The Court attempted to bring its pragmatic vision of equity to this state/federal asymmetry in 1971 when it held in Bivens v. Six Unknown Named Agents of Federal Bureau of Narcotics that the text of the Constitution contains an implicit right to monetary damages in the event of a federal violation of individual rights. The pressure on this form of relief intensified in 1988 when Congress enacted the Westfall Act, removing the availability of state common-law remedies for actions by federal officials other than claims alleging constitutional violations. But in the years following Bivens, the Court has repeatedly reconsidered its contours, rejecting a Bivens claim for the 12th time in 40 years this term in Egbert. After Egbert, policymakers and theorists who believe that there is either a constitutional or good governance mandate to ensure that bad federal actors face individual monetary liability must turn to Congress (or to the courts, perhaps less ideally) to revisit the severity of the Westfall Act. Or they must look for other state-law or statutory-driven solutions.

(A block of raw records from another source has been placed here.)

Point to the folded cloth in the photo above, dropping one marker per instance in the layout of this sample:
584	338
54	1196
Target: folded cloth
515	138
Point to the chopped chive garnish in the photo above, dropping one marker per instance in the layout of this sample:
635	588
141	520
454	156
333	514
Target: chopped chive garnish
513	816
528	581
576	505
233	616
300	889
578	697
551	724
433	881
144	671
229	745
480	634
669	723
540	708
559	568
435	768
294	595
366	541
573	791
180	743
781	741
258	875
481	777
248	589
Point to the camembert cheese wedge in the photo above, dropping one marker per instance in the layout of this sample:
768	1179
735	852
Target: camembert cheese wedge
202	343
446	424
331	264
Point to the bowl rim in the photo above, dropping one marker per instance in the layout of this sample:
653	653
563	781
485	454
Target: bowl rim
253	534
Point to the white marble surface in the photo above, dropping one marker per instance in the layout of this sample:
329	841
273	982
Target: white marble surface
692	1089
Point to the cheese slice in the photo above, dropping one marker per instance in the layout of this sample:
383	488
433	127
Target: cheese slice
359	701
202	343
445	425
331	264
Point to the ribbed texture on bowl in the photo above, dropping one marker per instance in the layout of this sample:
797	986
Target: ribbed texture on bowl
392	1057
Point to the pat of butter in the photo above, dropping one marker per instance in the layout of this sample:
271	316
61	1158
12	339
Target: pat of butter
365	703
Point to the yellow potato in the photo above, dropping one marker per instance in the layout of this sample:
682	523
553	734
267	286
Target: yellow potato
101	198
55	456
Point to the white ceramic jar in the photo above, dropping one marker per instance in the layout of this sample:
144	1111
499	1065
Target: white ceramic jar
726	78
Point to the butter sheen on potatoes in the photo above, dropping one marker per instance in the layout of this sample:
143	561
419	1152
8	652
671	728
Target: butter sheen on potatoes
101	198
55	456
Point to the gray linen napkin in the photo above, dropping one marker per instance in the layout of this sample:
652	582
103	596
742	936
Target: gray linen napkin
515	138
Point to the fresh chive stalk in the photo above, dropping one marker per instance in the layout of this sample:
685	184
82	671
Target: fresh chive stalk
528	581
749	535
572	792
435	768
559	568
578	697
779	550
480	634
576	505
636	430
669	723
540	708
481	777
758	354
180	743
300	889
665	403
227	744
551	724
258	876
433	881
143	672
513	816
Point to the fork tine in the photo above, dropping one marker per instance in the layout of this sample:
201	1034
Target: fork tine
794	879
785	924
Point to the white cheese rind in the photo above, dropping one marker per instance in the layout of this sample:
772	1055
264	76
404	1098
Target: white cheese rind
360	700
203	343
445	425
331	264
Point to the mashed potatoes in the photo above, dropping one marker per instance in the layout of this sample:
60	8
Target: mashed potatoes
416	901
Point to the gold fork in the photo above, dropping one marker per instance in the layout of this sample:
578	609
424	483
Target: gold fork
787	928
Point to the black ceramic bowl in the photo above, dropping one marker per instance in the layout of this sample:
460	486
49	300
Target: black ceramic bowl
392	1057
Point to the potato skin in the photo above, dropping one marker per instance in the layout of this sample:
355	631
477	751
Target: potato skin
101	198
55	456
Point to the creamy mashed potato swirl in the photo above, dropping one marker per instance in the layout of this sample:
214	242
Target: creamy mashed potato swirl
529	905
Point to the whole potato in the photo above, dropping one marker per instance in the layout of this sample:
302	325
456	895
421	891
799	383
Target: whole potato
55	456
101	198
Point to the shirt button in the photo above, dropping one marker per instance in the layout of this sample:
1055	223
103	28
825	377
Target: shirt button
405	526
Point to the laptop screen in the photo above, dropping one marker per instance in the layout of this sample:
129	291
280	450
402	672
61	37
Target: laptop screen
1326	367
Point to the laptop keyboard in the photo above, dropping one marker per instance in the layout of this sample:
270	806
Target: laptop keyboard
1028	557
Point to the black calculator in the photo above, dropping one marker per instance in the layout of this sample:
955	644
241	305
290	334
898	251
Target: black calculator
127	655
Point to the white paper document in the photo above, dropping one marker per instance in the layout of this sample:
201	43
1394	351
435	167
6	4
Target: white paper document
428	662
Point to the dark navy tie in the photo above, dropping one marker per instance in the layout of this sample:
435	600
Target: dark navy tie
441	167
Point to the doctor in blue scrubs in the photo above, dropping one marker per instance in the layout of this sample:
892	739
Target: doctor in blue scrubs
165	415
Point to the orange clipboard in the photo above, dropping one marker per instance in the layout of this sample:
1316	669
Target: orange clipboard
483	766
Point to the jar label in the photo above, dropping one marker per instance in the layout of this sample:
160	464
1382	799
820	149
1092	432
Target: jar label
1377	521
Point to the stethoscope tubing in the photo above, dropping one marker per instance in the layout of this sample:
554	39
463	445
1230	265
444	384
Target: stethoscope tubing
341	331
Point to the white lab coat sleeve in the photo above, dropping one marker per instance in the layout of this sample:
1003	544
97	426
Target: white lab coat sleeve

This article delves into the historical role of monetary suits against federal officers to explain how such suits differed structurally in a constitutionally meaningful way from the suits that Bivens authorized, unpacking the separation-of-powers implications of the Court’s rejection of federal judicial creation of damages relief. The Court’s decision in Egbert stands as a retrenchment of 20th-century claims of judicial authority to apply the law as the Court sees fit. As such, the ruling in Egbert ties into the central theme of the 2021-22 Supreme Court Term—which actor has the power to decide. Egbert reaffirmed the scope of congressional authority to decide the contours of federal liability and recovery in federal courts and puts squarely on Congress the future question of whether and to what degree monetary damages recovery must be available against individual federal officials for unconstitutional acts.